The big picture: Microsoft has "no taste," Steve Jobs famously said in 1995 of the company that — back then — had eclipsed Apple in every other way. "They don't bring much culture into their products... Their products have no spirit to them... they are very pedestrian."
- In 1997, Jobs returned to the company he'd co-founded and kicked off Apple's historic comeback.
- The iPhone outflanked Microsoft and made Apple the world's most successful provider of digital technology.
Yes, but: Today, Apple's aesthetic universe — from its ads to its product launches (which are ads) to its newest AI-driven image-making software — feels as spiritless and "pedestrian" as the rival brands Jobs once dismissed.
Case in point: The most open-ended genAI tool Apple announced in its big AI reveal Monday is Image Playground, which takes users' prompts and delivers instant images.
- That's something people have been doing for a long time with Dall-E, Midjourney, Stable Diffusion and similar services.
- Apple's version, unlike those predecessors, drastically narrows your stylistic options.
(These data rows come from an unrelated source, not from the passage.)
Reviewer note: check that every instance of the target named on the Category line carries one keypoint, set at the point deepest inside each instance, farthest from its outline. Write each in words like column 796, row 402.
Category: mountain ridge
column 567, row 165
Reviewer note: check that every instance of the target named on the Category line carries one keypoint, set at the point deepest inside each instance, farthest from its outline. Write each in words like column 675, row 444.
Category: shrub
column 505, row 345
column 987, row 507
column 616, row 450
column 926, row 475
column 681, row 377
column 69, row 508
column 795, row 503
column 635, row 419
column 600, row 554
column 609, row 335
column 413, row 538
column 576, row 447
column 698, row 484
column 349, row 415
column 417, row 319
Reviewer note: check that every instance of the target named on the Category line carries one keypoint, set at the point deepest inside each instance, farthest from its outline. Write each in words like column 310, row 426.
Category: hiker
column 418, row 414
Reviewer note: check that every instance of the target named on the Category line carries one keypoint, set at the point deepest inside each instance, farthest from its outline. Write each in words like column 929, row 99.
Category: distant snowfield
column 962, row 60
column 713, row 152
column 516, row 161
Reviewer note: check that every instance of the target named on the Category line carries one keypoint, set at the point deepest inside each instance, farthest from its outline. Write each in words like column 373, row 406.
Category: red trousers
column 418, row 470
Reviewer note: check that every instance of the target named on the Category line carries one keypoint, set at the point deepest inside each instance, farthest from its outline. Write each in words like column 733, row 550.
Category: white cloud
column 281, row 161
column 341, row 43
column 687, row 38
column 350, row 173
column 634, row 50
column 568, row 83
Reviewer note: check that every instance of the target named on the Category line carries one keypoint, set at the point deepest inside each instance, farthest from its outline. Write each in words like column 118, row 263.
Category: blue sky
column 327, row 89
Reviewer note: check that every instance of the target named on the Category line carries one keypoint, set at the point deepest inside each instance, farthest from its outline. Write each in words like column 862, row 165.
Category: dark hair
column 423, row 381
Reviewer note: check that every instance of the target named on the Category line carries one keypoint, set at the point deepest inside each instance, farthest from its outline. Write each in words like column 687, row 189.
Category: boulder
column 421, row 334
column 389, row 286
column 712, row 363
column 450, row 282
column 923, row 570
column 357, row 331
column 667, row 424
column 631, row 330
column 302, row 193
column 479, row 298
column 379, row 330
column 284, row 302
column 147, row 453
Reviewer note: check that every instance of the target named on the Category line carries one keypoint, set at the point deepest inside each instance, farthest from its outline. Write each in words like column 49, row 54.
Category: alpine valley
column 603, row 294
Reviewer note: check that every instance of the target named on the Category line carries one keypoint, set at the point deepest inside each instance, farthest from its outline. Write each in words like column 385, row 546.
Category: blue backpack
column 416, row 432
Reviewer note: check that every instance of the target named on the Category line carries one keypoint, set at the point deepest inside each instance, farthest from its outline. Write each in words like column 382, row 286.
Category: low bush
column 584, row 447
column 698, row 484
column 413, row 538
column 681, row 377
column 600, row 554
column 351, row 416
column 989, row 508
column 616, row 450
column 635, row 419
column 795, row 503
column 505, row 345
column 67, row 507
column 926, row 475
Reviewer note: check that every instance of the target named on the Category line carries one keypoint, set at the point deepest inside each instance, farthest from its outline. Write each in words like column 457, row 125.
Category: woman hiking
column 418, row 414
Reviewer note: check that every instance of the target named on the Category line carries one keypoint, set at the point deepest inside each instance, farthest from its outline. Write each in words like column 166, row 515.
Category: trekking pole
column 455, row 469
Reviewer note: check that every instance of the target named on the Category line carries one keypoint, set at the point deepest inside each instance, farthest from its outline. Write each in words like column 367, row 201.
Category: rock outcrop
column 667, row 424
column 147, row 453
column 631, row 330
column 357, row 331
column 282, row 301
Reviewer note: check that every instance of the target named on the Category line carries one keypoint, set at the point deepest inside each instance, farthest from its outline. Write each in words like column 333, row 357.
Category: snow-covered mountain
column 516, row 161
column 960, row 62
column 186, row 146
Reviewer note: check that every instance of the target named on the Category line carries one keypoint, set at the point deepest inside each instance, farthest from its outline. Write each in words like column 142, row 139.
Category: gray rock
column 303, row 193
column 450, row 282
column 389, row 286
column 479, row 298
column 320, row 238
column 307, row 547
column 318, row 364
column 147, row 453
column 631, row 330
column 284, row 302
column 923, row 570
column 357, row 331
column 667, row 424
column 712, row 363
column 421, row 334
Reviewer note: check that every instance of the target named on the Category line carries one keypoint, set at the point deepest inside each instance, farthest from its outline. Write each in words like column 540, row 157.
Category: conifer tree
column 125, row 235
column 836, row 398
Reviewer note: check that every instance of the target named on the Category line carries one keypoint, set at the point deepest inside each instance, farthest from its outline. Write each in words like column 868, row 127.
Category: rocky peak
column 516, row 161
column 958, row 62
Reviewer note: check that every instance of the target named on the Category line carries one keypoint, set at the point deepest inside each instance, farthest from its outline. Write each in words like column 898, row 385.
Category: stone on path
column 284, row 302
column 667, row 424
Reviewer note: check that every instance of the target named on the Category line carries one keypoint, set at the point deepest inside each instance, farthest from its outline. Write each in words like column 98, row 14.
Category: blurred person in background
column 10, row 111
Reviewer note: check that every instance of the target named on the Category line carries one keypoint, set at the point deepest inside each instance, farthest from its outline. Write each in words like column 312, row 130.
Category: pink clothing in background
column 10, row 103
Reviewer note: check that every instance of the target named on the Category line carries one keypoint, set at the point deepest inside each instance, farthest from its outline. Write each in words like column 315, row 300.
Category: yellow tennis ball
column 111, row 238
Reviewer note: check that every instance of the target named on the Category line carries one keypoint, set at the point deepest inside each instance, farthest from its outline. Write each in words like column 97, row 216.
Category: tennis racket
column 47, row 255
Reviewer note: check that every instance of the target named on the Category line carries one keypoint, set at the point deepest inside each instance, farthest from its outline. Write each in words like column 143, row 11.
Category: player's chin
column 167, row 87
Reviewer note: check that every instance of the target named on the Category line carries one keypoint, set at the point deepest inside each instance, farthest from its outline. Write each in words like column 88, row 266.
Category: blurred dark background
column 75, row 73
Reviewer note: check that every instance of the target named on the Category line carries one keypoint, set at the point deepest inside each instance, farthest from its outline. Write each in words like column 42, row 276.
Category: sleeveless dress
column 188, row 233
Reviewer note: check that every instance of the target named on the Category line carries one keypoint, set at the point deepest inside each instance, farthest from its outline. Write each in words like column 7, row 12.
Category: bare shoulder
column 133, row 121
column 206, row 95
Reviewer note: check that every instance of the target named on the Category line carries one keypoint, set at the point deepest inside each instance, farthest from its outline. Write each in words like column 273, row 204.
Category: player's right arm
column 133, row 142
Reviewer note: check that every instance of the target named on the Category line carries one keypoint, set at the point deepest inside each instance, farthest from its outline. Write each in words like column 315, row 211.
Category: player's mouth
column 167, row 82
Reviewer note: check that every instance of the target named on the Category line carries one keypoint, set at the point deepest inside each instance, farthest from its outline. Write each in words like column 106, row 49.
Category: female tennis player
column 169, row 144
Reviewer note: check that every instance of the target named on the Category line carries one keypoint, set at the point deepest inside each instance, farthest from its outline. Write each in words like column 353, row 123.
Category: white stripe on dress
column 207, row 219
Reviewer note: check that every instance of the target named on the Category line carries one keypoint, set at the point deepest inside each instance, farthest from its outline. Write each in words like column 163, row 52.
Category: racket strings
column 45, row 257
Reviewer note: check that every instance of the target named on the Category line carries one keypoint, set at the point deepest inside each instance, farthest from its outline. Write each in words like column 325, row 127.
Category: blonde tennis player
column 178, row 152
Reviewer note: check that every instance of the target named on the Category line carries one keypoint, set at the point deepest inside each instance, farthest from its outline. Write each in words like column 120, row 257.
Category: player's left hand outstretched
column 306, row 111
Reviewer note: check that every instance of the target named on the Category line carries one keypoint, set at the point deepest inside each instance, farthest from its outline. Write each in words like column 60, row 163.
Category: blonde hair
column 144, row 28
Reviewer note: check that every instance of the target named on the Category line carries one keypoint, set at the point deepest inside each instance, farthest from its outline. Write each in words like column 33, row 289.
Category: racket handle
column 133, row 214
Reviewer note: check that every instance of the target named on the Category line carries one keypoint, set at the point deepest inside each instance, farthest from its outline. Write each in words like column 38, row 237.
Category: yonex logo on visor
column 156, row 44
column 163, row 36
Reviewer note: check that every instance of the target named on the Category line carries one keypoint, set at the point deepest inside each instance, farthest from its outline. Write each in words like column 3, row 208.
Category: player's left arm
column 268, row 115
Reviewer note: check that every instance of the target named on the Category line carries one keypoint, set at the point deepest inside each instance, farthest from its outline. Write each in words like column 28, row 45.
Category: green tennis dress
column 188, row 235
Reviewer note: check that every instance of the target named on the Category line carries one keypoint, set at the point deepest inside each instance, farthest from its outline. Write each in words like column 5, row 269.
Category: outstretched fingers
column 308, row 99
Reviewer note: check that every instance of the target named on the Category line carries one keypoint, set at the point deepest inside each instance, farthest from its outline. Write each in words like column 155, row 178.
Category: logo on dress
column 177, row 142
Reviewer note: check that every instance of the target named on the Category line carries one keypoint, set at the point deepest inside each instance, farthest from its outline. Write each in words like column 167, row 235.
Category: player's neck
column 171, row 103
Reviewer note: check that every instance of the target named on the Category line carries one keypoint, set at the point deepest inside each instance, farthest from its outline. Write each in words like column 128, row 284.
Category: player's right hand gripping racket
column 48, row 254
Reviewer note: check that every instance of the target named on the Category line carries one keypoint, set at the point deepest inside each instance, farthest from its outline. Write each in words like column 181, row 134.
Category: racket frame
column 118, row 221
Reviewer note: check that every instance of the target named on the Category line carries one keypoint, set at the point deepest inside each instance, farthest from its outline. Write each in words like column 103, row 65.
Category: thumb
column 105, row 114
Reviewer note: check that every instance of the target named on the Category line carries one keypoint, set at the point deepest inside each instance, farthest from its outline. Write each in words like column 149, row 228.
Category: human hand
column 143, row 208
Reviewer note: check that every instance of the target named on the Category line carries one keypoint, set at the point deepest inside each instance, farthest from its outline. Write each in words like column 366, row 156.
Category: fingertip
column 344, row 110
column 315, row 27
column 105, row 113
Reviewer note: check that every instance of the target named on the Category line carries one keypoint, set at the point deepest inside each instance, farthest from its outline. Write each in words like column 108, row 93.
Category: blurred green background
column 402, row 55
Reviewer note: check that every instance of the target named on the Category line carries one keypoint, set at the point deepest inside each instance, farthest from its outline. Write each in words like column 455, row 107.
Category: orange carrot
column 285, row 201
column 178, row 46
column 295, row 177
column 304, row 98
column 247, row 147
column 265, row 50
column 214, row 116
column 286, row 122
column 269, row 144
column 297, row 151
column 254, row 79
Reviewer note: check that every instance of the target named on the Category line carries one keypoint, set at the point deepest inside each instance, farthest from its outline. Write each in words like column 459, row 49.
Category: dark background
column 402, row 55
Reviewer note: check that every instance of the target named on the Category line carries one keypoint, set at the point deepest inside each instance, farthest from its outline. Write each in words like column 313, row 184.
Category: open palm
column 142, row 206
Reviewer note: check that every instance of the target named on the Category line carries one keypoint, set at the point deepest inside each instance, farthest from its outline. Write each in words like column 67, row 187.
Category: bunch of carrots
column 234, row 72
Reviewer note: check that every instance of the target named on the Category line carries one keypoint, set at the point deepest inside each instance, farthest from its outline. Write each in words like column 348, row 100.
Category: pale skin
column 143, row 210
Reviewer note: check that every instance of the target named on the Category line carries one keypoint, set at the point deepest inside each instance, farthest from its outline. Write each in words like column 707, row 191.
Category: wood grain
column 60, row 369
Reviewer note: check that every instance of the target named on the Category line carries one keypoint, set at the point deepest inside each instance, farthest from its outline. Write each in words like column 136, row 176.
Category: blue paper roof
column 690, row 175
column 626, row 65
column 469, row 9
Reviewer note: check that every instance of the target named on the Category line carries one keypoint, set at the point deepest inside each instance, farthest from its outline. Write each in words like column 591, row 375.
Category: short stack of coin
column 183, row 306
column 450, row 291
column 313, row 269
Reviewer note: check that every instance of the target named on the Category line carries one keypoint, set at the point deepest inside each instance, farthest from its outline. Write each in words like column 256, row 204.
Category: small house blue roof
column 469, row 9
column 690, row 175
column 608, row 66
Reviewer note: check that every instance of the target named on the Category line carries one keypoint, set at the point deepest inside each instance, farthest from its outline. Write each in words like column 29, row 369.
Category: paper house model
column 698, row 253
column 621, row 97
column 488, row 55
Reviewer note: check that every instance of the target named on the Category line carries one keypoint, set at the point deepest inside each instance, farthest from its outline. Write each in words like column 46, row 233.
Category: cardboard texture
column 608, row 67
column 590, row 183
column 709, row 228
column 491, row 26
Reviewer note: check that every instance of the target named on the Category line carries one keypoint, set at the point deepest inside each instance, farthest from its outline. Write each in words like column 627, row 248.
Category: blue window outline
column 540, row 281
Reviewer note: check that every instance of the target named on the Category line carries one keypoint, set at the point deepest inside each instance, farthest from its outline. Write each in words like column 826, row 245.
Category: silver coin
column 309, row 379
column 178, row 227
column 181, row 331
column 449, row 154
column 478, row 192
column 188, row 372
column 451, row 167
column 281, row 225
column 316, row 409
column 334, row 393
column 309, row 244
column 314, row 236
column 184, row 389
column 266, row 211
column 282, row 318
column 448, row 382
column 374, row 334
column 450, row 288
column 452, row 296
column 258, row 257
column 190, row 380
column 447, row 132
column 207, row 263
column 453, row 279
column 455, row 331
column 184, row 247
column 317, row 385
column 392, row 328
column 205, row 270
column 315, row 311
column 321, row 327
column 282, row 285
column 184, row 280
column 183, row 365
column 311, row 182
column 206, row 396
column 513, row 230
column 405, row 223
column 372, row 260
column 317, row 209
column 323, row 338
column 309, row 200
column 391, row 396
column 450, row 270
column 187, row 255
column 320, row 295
You get three styles to choose from: animation, illustration or sketch.
The point of these constraints is twofold.
- They help non-artists make something fast while still feeling like they're making choices.
- They also help narrow the generative playing field so that mischievous or malicious users will be less able to make disturbing or illegal images and problems with bias and ahistorical choices will be less likely.
- Image Playground isn't going to get into deepfakes or celebrity impersonation, for instance, since it doesn't do photorealism.
But Image Playground, true to its name, also has a cloying, childish quality that's bound to lose its charm fast for grownups — and to feel hopelessly uncool for kids above a certain age, too.
- It's hard to see how a generation that loves the rough-cut rudeness of "Skibidi Toilet" will find much joy in Apple's manicured cartoons. (But young users might well embrace Apple's new DIY "genmoji" — customized, AI-built emoji — since they greatly expand the visual palette for messaging.)
Zoom out: Apple's headquarters is a gigantic glass-walled ring surrounding a pristine park. Its gleaming devices are designed to discourage tinkerers from unscrewing lids.
- Its software systems are "walled gardens" built to repel competitive intruders.
- And its App Store is curated to limit users' exposure to porn and scams as well as more boundary-stretching content.
This strategy of hermetic isolation has won Apple record profits and customer loyalty for a generation.
- But it has also sometimes left the company oblivious or tone-deaf on the increasingly rare occasions that it does try something daring.
- It remains astonishing that Apple couldn't see how a video of a hydraulic press squashing human culture would make a poor iPad ad.
Tools like Image Playground aim to help users personalize their messages and social media posts. But their AI-generated output makes everything look the same.
- Apple could add more styles to the Image Playground mix in the future, and those might be edgier — but they will all be edgier in the same way.
That's the opposite of the personal creativity Apple says it champions.
- Yes, people appreciate the cleanliness and order of the Apple Universe — but the blander it becomes, the more users may itch for a wilder alternative.
What we're watching: It's always possible that Apple's global legions of users will seize on Image Playground — along with Apple's new emoji maker and other AI tools yet to come — to surprise and delight one another.
The bottom line: Constraints can catalyze creativity, but new shoots don't sprout from sterile ground.
Editor's note: This story has been corrected to change the date of Steve Jobs' statement that Microsoft has "no taste" to 1995 (from 1996).